Bu soruya verilecek cevap kuşkusuz ki İslam’ı; “Ya yerel bir din, ya da tüm coğrafyaları ve tüm insanları kuşatıcı bir din” hüviyetine büründürecektir. Yani o kuşatıcılığı sağlaması için zorlama bir cevap vermek şeklinde anlamak yerine, özünden kuşatıcı olan İslam’ın geleneğe kurban edilerek yerel bir dine dönüştürülmemesi gerektiğini anlatmak istiyorum.

Geleneğe sımsıkı tutunanlar; ‘dinimiz elden gidiyor’ diye olaya korkarak, elebaşları ise kin ve nefretle yaklaşarak, öze dönmeyi tahrifçi, dinde sapıklık ve oryantalistlerin etkisi altında kalmak olarak değerlendirmektedirler.

Öyle kabul ettikleri için işte başörtüsü de, üzerinde mutabık kalınması mümkün olmayan konulardan birisi olarak karşımızda durmaktadır.

Bir dönem başörtüsü; bir kesim tarafından İslam’ın bayrağı, sancağı gibi kutsallaştırarak; diğer bir kesim tarafından ise çaput, bez parçası tanımlamaları ile aşağılayarak kutuplaşma malzemesi haline getirilmişti. Hatta başörtüsü üzerinden doğrudan başörtülü oldukları için kadın aşağılanır olmuştu! Başörtülü kadınlar, üzülerek belirtmek gerekirse hemcinslerinin başrol oyuncusu olduğu, tiyatroların gerçek hayatta sahnelendiği oyunlarla tahkir ve taciz edilmişlerdi! 

Oysa günümüzde ve hatta geçmişte toplumsal açıdan hiçbir ayrışma gerekçesi olmamasına rağmen, siyasete malzeme edilen başörtüsü, en önemli ayrıştırma objesi haline getirilmişti. En nihayetinde bakın yine, yirmi yıllık sürecin sonunda dönüp dolaşıp siyasetçilerin kucağında buldu kendisini başörtüsü!

Geçmişte özellikle 28 Şubat Sürecinde Anayasaya ve Laikliğe aykırı gösterilerek başörtüsü üzerinden çok zulümlere imza atılmıştı!

Ak Parti de o mağduriyetin ekmeğini fazlasıyla yedi. Hatta onları o kadar sahiplendi ki, hep kendi kotasında olsunlar istediği için bu defa onlar en üst perdeden, CHP yönetimlerinde görev alan başörtülü kadınları “vitrin süsü” benzetmesi ile aşağıladıklarını fark edemez olmuşlardı!

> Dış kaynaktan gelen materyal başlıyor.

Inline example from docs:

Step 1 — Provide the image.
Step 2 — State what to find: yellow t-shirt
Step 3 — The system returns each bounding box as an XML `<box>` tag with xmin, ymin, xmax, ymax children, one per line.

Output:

Hatta son dönemlerde o ayrıştırma mağduriyetlerini yaşamayan başörtüsü, kendi lehine(!) lokal bir takım kayırmacılıklara bile tanık olmaktadır. Milletvekili ve üst düzey bürokratlarda kendileri veya eşleri başörtülüler tercih edilerek, seçim, tayin, terfi ve atamalar yapılmaktadır! Onayladığım için değil, bir realiteyi dile getirmek için yazdım bu satırları. Yoksa liyakat, ayrılmaz bir fikir paydaşımdır…

 

Aslında ne erkek için ne de kadın için ‘İslam’ın kıyafeti’ diye bir kavram yoktur. İnsanın ve ahlakın kıyafeti vardır. Kıl, tüy, cübbe, şalvar, sarık nasıl gelenekse; başörtüsü de tamamen gelenektir. Zamanın ve coğrafyanın şartlarına göre şekillenen bir giyim kuşam malzemesidir.

Evrensel bir dini, kılık kıyafete indirgeyerek yerel bir din haline getirmeye kimsenin hakkı yoktur…

Haydi biraz daha çapraz sorularla olayın derinliklerine inelim!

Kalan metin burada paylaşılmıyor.